A sale-leaseback agreement could help. Using a sale-leaseback, Rebecca can sell her home and get about $440,000 in cash after paying off the mortgage and other closing costs. With this cash and a leaseback agreement, she could continue living in her home for $3,000/month in rent, and a 3% annual increase. Although her rent would be more than her previous housing cost of $1,200 a month in combined mortgage and property taxes, Rebecca feels somewhat relieved knowing that she will not have to pay for any future repairs or maintenance on her home. Her new landlord would be responsible for all those costs. With the lump sum she received for the sale of her house, Rebecca would be able to pay her rent and for her caretaker for the next seven years.
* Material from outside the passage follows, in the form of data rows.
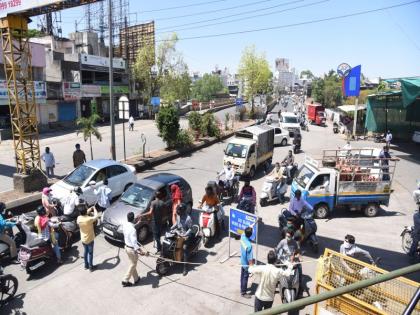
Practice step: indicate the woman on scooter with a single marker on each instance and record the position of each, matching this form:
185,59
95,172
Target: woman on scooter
46,230
211,200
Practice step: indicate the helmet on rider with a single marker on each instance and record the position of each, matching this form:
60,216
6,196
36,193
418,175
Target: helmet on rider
41,210
2,208
181,209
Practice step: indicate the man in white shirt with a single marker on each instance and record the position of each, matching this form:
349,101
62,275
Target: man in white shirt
269,277
132,249
49,162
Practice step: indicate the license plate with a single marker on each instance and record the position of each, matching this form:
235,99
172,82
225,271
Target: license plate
107,231
41,263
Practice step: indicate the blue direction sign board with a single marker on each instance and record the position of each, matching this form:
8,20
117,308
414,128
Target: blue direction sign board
239,101
239,220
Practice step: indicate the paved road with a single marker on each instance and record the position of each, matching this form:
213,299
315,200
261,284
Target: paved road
212,288
62,146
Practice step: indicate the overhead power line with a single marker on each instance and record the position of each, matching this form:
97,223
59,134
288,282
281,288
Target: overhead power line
183,6
232,15
213,11
248,17
296,24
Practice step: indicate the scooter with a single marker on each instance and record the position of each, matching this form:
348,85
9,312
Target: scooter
245,204
8,287
36,251
307,229
207,222
289,286
172,249
268,192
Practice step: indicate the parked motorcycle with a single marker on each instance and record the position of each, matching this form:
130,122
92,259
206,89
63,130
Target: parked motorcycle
8,287
172,249
289,286
245,204
228,193
307,229
207,222
269,190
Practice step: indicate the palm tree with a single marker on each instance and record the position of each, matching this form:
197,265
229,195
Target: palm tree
87,127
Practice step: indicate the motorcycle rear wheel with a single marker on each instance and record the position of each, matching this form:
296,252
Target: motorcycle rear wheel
8,288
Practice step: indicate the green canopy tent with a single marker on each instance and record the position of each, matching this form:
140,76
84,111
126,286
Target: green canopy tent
398,111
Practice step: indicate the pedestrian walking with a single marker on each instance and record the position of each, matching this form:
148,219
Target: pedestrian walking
87,233
132,249
103,194
157,209
247,260
131,123
79,156
269,278
388,139
49,162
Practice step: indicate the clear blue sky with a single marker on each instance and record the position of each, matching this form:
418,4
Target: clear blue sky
386,43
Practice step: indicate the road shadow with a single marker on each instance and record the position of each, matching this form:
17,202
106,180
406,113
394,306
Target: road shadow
15,306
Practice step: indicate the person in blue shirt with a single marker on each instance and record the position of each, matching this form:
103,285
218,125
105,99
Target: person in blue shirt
5,224
247,260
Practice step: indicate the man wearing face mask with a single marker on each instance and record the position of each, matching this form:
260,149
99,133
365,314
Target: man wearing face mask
350,249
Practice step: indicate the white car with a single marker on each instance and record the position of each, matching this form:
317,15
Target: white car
120,177
281,136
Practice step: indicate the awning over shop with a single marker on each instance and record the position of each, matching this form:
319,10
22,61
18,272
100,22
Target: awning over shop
410,90
350,108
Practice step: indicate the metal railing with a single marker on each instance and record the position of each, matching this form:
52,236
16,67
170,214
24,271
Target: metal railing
284,308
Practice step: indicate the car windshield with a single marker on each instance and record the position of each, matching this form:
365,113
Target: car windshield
236,150
305,174
79,175
137,196
290,120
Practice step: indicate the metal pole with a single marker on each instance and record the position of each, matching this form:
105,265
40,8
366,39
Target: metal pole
355,117
111,81
283,308
411,306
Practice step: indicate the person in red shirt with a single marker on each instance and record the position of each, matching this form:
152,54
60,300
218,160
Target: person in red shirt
176,200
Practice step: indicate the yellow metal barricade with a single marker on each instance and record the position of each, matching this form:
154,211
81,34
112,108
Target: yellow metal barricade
336,270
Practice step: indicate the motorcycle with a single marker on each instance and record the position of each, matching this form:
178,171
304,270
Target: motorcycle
246,204
207,222
289,286
8,287
307,229
36,251
228,193
172,249
269,190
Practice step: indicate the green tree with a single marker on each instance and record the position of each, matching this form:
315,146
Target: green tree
168,125
307,73
171,78
207,87
88,128
255,71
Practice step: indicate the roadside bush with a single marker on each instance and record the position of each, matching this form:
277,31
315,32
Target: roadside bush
209,126
184,139
168,125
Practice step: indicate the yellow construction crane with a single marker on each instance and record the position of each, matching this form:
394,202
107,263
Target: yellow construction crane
14,20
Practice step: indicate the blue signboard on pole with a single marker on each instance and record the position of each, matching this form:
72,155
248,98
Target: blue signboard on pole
352,82
239,220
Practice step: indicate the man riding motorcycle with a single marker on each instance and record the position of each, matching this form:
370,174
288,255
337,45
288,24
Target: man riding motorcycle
247,193
229,174
184,224
211,200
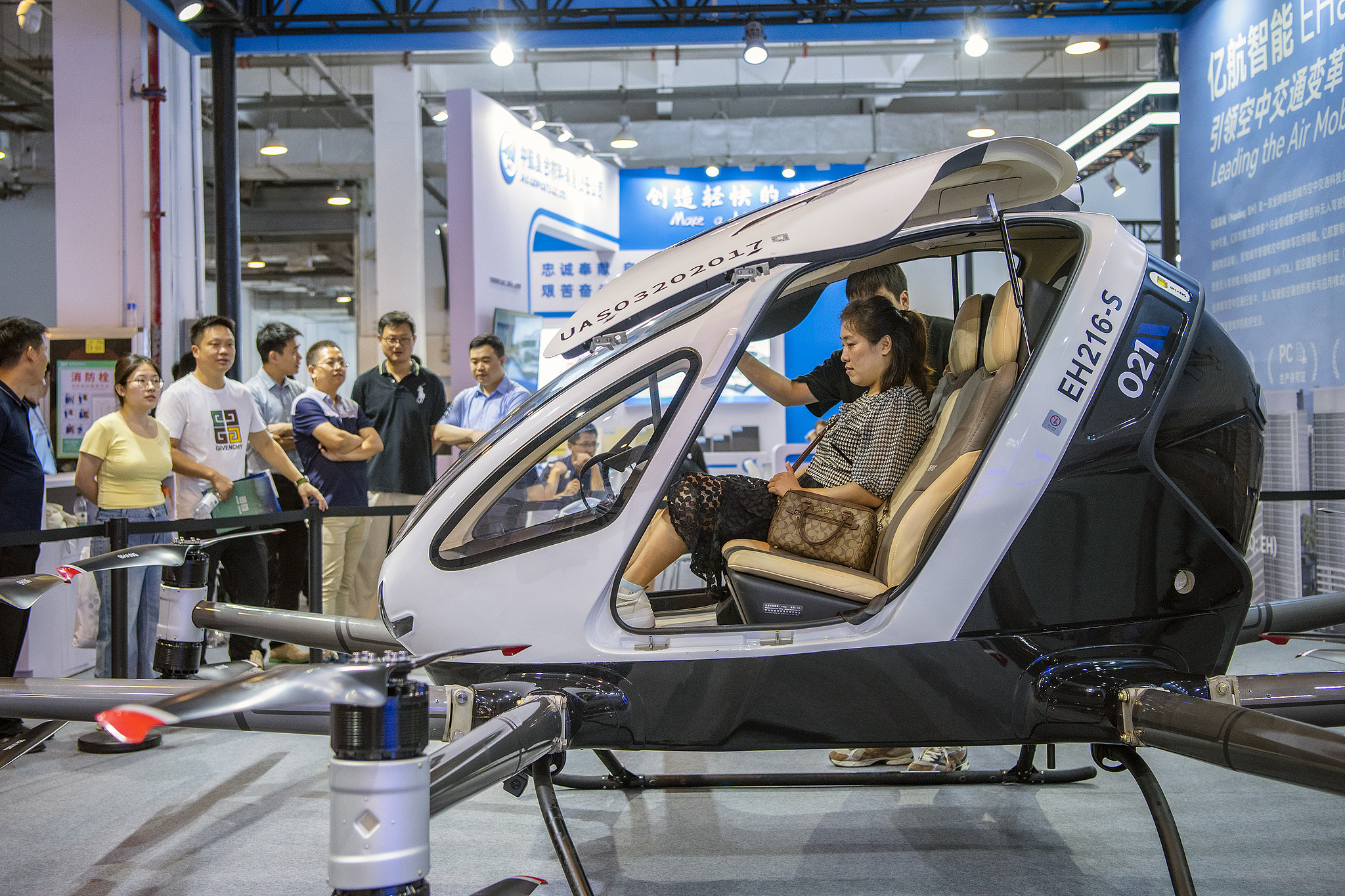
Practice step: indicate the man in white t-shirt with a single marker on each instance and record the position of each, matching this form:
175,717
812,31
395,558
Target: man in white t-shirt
211,421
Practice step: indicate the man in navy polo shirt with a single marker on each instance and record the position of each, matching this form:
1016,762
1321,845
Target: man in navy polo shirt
334,438
23,366
404,400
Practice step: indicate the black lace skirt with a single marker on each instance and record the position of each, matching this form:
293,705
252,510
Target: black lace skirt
711,511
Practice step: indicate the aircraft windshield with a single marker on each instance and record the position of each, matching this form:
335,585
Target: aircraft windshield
577,475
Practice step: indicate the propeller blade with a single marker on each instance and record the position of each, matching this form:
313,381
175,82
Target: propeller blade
363,684
22,591
518,885
1285,637
142,555
359,684
27,743
508,649
148,555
How do sale-leaseback agreements work?
Sale-leaseback agreements, also known as rentback agreements, home leaseback agreements, or residential sale-leaseback agreements, provide access to cash while allowing you to stay in your home, by selling it and leasing it back from the company that bought it. You get the value of your home (minus the unpaid mortgage and fees) in cash upfront and the sale-leaseback provider becomes the new owner of the home. You continue to live in the home and pay rent monthly.
The Benefits of Sale-Leaseback Agreements
There are a number of advantages to a sale-leaseback agreement, depending on your circumstances. You’re no longer responsible for the cost of repairs, ongoing maintenance, property taxes or other homeownership costs. A sale-leaseback is likely to get you the most money up front from among all the stay-in-home options, including reverse mortgages, home equity loans, and home equity agreements. Unlike a reverse mortgage, there is no age requirement. It won’t add to your debt and your mortgage is paid back in full with the proceeds from the sale.
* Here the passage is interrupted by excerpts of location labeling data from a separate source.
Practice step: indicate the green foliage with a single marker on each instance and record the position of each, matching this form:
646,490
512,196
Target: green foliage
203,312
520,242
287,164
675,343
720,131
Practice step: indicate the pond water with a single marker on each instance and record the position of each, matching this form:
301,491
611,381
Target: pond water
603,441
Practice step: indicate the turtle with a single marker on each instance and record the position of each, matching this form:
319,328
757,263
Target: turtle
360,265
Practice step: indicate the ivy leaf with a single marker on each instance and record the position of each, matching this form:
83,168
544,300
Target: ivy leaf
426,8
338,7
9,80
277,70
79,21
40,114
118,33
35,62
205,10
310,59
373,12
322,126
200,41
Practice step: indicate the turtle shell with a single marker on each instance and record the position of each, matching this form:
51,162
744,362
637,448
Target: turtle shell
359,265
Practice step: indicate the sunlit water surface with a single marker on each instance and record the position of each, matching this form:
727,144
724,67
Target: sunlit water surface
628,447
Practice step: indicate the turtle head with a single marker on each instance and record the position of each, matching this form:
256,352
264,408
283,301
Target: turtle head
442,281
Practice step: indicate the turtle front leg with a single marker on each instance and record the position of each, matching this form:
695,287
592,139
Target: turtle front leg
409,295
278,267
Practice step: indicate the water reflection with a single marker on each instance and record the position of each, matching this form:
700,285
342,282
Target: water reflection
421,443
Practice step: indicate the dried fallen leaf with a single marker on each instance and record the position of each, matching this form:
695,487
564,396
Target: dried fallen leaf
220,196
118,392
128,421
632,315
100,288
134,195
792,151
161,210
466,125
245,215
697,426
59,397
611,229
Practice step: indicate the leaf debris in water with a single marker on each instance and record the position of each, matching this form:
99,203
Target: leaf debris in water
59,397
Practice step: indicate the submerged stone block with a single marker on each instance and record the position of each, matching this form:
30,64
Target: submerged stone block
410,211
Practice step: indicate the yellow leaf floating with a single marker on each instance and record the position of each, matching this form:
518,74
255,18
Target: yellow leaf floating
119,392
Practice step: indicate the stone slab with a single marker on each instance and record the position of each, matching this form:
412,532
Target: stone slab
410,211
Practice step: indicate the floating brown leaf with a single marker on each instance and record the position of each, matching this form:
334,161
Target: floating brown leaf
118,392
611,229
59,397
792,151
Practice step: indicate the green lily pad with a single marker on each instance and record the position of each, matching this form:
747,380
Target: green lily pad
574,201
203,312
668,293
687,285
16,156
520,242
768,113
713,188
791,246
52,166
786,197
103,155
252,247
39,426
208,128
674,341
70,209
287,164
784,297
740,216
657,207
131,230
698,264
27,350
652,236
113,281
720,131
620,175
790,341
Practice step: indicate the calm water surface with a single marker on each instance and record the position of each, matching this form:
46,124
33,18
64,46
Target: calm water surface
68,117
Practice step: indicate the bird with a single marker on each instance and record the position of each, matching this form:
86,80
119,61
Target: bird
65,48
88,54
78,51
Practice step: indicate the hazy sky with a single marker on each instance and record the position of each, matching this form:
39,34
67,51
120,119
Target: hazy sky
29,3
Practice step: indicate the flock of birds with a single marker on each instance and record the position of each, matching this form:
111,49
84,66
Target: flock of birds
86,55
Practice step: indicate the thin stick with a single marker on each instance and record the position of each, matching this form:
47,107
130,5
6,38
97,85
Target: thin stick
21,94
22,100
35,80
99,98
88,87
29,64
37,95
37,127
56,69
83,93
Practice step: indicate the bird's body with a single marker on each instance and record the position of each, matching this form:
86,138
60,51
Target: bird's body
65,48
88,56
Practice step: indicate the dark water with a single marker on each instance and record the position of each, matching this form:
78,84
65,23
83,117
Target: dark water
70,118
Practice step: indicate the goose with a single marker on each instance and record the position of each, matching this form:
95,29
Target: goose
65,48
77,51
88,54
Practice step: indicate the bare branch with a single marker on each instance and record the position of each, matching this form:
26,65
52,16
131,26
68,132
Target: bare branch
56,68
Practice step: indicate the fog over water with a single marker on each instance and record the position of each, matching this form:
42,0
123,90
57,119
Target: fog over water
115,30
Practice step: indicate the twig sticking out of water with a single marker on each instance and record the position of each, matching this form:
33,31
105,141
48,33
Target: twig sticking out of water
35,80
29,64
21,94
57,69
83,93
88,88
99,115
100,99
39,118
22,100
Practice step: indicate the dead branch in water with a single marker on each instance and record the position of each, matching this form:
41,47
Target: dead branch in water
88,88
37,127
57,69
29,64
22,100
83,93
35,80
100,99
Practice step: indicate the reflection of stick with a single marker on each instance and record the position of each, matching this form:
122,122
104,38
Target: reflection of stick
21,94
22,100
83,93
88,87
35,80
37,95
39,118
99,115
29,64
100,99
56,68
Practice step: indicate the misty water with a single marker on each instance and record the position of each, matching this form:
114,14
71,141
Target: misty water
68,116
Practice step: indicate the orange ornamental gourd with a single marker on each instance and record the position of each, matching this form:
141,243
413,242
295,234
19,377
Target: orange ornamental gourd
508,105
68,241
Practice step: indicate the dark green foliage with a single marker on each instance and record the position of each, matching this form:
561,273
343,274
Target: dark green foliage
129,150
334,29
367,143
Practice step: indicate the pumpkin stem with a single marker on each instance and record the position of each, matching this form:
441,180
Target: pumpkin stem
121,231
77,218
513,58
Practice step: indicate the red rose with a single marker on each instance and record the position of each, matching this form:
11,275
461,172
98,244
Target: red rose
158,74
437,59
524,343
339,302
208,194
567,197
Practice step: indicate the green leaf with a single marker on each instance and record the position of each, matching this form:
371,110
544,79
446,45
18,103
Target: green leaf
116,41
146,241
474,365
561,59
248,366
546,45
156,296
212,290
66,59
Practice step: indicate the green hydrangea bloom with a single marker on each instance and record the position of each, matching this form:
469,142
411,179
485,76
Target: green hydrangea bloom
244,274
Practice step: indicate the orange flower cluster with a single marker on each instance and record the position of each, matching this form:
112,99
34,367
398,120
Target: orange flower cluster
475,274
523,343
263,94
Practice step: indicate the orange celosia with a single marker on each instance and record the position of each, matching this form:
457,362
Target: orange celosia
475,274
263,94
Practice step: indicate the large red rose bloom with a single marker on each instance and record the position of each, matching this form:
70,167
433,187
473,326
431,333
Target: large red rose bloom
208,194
The sale-leaseback is also a quick way of selling your home without having to hold open houses or pay for staging and go through escrow periods
If you are determined to stay in your home and do not have another source of funds like a friend or other asset, a sale-leaseback agreement may be a great option to consider.
The Downside of Sale-Leaseback Agreements
Of course, the advantages of these agreements come at a price. You do start paying monthly rent, likely more than your original mortgage payment, and the amount is not fixed, but agreements usually indicate what the rent will be for the duration of lease. Once the original lease period is up, the home can be sold. Spouses should be listed on the lease as well, to make sure they can stay for the full length of the lease, even if one spouse dies or moves into an assisted living facility.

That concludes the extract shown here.